Les stablecoins suppriment toute cette chaîne. Les transferts n’exigent ni réseau de cartes, ni acquéreur, ni fenêtre de règlement par lots : ils sont directs, peer-to-peer, et instantanés sur le réseau sous-jacent. Cela change la donne pour les banques numériques : si les utilisateurs peuvent transférer des fonds instantanément ailleurs, ils n’accepteront plus des transferts internes lents et coûteux. Les banques numériques doivent donc intégrer en profondeur les rails stablecoin ou risquer de devenir le maillon le plus lent de la chaîne de paiement.
Ce changement transforme le modèle économique des banques numériques. Traditionnellement, elles percevaient des commissions régulières sur les transactions par carte, car les réseaux de paiement contrôlaient les flux. Dans un univers dominé par les stablecoins, cette marge disparaît : les transferts stablecoin peer-to-peer sont sans frais, plaçant les banques numériques dépendantes des revenus de carte dans une compétition à marge nulle.
En conséquence, les banques numériques évoluent du statut d’émetteur de cartes à celui de routeur de paiements.

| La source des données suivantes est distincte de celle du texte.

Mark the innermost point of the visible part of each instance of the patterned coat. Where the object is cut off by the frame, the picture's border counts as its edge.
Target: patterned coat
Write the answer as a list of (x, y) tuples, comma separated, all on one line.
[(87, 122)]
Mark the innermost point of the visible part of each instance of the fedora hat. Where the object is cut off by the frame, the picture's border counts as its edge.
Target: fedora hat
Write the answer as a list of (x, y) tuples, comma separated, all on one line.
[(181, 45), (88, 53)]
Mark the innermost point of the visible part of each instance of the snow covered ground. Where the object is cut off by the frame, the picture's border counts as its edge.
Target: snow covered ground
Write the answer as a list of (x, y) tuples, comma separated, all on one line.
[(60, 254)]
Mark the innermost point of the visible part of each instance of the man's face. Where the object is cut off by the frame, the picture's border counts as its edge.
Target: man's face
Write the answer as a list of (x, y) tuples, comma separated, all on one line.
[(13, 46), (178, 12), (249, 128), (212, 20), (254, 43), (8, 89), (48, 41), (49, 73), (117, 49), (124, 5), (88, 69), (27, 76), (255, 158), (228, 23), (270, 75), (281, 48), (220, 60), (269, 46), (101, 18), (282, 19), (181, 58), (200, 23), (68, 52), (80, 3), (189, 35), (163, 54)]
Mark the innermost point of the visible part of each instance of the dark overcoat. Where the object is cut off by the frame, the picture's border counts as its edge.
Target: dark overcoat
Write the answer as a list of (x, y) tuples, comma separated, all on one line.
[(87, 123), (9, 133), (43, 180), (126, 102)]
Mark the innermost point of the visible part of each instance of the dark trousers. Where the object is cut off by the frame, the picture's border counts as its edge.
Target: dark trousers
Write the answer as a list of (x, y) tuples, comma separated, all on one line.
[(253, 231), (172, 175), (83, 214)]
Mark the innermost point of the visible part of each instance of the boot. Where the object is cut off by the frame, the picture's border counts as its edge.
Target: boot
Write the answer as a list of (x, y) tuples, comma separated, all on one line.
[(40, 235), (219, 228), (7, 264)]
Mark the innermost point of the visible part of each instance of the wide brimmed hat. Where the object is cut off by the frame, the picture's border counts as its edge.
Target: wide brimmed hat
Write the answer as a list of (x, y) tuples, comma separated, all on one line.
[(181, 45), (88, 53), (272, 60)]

À mesure que les paiements migrent des cartes vers les stablecoins, les banques numériques doivent devenir les nœuds centraux des flux de stablecoins. Celles qui sauront gérer efficacement ces transactions prendront la tête du marché : une fois qu’un utilisateur adopte une plateforme comme canal de transfert par défaut, il est peu probable qu’il en change.
À mesure que les stablecoins rendent les paiements plus rapides et moins coûteux, la vérification d’identité devient le prochain point de friction majeur. Dans la finance traditionnelle, l’identité est traitée séparément : les banques collectent des documents, stockent les données et effectuent des vérifications d’antécédents. Mais pour les transferts instantanés via wallet, chaque transaction dépend d’un système d’identité fiable — sans cela, conformité, lutte anti-fraude et gestion des droits s’avèrent impossibles.
C’est pourquoi identité et paiements convergent. Le marché s’éloigne des KYC fragmentés et propres à chaque plateforme, au profit de systèmes d’identité portables, interopérables et transfrontaliers.
Ce changement est déjà en cours en Europe, avec le déploiement du portefeuille d’identité numérique européen. Plutôt que d’exiger de chaque banque ou application une vérification d’identité, l’UE a créé un portefeuille d’identité adossé à l’État pour tous les résidents et entreprises. Ce portefeuille stocke les identités, les attestations certifiées (âge, résidence, licences, données fiscales), prend en charge la signature électronique et intègre des fonctionnalités de paiement. Les utilisateurs peuvent vérifier leur identité, partager sélectivement des informations et payer — le tout dans un processus unifié.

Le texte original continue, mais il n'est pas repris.